RNA-seq based transcriptome profiles of the human testis tissues across multiple conditions, with an intention to mainly study non-obstructive azoospermia

To study alternatively spliced isoforms expressed differently in the testis of donors with Non-Obstructive Azoospermia (NOA), testicular biopsies were collected from donors with NOA condition (as identified by cytological examination) and Obstructive Azoospermia (OA), and Varicocele (VA) conditions. The biopsy samples were stored in RNA-later solution (Ambion, cat # AM7024), according to the manufacturer's guidelines. RNA was extracted using the RiboPure kit (Ambion cat # AM1924). Two normal commercial testicular RNA (Clontech cat. no.: 636533, Asian: lot no: 1105041; Caucasian: lot. no.: LOT1105214A) samples were also used.
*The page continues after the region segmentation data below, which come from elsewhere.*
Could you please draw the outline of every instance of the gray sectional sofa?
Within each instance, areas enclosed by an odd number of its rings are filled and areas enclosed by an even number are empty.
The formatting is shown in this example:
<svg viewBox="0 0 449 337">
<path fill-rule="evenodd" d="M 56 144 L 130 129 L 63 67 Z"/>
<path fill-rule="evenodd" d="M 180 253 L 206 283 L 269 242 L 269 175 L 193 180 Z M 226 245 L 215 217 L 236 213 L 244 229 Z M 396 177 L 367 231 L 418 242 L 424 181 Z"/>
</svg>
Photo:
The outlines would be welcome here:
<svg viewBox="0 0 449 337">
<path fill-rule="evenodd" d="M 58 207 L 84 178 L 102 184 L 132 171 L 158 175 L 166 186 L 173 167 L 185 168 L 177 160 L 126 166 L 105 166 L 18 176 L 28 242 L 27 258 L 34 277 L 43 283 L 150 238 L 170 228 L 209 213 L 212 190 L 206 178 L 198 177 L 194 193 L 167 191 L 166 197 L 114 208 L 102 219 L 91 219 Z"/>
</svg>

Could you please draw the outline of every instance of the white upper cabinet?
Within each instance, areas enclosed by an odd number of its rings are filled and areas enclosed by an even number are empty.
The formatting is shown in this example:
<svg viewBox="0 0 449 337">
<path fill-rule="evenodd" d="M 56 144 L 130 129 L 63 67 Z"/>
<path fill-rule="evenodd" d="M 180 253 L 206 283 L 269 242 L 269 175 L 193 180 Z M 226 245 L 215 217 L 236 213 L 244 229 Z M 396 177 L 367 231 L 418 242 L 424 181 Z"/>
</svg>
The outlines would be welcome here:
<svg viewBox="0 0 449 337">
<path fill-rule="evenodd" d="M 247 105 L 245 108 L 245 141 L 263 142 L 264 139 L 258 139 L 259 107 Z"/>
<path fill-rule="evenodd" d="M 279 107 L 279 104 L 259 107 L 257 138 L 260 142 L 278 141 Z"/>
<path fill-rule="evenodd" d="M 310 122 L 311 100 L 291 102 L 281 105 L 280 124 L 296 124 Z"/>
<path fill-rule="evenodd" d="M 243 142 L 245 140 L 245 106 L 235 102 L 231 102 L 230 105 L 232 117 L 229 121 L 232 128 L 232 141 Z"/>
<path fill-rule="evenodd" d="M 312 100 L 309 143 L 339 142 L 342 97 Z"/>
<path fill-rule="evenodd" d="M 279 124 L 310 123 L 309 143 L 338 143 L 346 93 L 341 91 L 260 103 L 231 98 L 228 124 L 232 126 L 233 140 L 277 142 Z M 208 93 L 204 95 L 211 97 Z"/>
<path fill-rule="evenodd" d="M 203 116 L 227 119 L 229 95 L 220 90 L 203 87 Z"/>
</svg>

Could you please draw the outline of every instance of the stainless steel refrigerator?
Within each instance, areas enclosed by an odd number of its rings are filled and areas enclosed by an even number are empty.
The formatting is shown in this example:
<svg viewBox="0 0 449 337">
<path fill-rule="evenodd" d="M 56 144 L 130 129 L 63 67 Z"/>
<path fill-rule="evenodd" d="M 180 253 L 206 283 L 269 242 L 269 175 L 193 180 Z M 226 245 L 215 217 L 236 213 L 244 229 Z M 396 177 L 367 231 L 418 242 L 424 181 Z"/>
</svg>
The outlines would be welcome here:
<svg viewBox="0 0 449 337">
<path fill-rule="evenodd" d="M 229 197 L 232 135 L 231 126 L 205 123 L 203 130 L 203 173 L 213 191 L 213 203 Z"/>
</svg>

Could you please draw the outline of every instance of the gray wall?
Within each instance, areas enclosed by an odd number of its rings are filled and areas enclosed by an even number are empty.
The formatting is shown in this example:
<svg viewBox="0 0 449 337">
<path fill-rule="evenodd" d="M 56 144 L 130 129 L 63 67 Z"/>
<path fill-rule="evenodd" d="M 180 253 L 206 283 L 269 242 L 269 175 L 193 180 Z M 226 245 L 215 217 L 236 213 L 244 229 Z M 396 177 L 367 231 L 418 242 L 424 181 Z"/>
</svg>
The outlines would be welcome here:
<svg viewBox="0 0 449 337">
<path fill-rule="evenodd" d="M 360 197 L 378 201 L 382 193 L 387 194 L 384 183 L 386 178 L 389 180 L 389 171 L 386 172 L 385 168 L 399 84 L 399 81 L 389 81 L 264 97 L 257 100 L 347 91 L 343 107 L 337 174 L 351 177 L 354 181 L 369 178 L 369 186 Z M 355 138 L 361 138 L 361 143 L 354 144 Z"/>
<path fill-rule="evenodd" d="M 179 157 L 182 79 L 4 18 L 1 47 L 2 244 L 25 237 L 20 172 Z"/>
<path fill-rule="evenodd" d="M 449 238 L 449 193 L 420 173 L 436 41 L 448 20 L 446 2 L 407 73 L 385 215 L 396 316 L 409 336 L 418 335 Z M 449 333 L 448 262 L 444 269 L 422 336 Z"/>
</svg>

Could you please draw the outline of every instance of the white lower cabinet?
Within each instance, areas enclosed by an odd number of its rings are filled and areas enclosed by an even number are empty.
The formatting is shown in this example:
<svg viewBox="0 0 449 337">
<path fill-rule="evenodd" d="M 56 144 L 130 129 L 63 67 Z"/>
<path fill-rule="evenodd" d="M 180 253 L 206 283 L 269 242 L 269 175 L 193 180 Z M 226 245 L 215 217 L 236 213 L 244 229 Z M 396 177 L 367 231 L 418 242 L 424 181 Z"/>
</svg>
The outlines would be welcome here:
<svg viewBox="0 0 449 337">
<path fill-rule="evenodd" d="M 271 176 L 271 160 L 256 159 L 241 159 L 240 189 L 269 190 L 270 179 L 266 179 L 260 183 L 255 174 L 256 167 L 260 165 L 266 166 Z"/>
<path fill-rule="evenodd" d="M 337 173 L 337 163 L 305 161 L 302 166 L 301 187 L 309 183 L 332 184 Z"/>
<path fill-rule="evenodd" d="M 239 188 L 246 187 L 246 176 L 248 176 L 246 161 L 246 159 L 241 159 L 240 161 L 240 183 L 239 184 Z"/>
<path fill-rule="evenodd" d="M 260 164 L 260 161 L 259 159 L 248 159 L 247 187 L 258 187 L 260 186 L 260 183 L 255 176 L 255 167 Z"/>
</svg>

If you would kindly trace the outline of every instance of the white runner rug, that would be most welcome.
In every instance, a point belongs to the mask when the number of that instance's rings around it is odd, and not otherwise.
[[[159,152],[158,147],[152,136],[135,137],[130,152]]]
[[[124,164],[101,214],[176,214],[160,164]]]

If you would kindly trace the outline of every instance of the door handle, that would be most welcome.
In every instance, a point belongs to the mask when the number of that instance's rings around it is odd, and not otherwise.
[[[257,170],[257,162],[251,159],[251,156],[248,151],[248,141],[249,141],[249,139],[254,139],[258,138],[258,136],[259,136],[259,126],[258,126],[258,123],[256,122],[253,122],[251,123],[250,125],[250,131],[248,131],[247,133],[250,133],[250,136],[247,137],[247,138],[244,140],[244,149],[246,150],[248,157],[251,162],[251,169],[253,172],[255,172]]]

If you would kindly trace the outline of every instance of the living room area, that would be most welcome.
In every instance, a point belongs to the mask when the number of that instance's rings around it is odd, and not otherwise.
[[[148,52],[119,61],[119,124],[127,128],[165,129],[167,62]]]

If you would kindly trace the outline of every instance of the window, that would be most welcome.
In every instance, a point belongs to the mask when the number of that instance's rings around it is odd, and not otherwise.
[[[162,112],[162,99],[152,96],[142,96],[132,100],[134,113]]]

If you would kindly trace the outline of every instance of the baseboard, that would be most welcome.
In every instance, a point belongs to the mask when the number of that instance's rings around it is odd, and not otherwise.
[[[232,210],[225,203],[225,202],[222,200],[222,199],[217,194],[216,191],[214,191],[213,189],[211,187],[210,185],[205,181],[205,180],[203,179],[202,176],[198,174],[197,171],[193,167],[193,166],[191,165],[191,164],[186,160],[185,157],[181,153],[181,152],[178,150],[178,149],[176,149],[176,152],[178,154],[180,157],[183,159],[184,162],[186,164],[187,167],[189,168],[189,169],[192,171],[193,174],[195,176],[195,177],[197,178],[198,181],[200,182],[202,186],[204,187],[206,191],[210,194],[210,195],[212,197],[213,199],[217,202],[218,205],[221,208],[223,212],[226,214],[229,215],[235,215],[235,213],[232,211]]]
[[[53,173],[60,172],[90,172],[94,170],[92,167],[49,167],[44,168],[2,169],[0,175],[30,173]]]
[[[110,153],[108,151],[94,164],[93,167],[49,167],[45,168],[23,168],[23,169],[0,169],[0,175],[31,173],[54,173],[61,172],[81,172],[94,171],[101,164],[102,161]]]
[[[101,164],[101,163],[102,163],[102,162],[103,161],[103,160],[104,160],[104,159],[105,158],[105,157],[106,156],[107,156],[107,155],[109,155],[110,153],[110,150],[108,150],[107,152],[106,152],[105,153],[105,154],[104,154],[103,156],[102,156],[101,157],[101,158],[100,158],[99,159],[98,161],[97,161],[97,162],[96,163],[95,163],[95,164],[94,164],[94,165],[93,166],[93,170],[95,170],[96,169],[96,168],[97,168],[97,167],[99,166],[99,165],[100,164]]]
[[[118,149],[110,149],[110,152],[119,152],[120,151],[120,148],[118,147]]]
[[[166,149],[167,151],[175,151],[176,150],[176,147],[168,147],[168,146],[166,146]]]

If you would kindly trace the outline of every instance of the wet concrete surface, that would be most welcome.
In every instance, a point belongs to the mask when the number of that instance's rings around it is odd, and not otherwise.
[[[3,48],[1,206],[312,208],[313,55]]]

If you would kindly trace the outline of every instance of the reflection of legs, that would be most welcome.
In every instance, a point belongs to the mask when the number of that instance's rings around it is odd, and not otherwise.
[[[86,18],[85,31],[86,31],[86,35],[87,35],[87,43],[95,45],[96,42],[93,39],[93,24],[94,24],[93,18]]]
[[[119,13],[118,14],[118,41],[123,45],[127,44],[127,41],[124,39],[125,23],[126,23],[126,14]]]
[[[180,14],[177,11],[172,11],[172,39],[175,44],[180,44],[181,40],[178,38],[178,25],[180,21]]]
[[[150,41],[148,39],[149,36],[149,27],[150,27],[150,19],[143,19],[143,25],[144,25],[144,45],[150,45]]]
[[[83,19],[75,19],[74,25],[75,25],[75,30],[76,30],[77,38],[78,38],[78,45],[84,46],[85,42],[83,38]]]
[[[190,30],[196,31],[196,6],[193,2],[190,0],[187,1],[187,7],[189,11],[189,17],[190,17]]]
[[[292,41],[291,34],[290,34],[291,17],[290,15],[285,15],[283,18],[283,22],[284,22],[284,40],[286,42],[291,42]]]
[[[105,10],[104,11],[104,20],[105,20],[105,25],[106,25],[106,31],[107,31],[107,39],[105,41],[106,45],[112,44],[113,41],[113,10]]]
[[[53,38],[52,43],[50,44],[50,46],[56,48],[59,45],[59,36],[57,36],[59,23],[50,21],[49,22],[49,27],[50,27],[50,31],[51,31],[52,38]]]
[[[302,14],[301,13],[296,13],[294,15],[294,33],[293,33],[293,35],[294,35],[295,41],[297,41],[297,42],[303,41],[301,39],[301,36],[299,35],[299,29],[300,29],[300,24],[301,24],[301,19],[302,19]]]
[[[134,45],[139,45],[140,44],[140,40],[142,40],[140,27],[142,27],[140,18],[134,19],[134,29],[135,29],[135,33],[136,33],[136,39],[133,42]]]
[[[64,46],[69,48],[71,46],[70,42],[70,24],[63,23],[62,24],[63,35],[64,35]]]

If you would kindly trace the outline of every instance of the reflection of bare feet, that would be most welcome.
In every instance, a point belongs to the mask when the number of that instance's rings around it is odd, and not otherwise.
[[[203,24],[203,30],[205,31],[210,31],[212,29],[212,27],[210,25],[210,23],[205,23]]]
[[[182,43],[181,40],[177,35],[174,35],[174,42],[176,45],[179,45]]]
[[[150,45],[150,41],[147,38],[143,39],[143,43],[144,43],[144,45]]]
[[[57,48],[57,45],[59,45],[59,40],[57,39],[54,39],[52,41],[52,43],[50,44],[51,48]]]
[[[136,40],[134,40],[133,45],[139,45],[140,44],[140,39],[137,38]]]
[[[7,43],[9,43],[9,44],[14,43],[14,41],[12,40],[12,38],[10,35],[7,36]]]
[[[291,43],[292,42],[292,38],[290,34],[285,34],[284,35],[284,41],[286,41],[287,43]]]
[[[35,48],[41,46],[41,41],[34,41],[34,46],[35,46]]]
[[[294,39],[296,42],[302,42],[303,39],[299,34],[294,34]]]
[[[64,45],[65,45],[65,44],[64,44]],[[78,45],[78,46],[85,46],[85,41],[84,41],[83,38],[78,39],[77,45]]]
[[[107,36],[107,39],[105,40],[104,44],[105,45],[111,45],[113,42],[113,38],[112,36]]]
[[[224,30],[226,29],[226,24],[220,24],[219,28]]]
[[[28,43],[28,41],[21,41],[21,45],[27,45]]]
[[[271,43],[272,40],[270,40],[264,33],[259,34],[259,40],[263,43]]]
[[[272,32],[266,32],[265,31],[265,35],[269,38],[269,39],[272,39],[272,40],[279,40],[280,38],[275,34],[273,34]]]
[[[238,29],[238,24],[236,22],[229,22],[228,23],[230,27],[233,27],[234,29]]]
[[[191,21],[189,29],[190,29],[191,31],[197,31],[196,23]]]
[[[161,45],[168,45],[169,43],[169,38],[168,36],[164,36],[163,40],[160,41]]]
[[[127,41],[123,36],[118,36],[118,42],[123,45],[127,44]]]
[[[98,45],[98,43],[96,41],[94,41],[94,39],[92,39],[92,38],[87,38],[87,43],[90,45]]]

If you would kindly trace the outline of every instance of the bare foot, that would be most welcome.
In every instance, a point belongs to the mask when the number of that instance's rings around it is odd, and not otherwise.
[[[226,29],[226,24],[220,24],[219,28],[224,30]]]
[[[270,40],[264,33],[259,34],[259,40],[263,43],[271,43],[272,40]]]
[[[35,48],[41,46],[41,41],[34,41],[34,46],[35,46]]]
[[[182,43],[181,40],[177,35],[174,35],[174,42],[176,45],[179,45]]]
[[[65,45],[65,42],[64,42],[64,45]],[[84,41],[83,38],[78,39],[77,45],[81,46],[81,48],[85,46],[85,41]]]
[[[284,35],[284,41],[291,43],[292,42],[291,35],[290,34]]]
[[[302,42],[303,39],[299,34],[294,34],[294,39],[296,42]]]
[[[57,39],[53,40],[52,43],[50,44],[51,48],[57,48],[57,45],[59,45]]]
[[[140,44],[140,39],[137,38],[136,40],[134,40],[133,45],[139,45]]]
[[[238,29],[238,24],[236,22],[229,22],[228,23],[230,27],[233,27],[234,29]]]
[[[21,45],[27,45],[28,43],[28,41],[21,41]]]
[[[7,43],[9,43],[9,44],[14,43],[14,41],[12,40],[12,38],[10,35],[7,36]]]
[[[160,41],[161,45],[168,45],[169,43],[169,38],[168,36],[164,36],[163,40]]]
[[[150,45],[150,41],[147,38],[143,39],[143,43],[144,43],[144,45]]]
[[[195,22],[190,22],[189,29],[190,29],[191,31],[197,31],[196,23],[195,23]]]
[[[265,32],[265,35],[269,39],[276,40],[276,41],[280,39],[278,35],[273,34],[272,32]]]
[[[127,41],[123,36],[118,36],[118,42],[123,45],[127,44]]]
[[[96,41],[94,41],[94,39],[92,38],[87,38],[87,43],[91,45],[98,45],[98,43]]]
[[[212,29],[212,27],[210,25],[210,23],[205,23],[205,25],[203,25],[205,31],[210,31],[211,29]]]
The RNA quality was checked with formaldehyde agarose gel electrophoresis as well as a micro-volume spectrophotometer. For NGS, testicular RNA from 8 NOA, 2 OA and 2 Varicocele donors were used. Paired-end library preparation was carried out using Illumina TruSeq RNA Library Prep Kit v2, and sequencing was done using the Illumina HiSeq 2000. After quality checks, seqtk (https://github.com/lh3/seqtk) was used for trimming low-quality reads. Alignments, identification of transcripts and the chimeric/transplice molecules, and their quantification were performed by Kallisto software. Sample segregation according to the corresponding donor condition was confirmed via clustering RNA-seq data from the samples. Transcriptome profiles from eight NOA samples were compared with those from 15 control samples (six sequenced newly, and nine public datasets). The control samples included 4 from donors with disorders with complete testicular spermatogenesis (two each with OA and VA).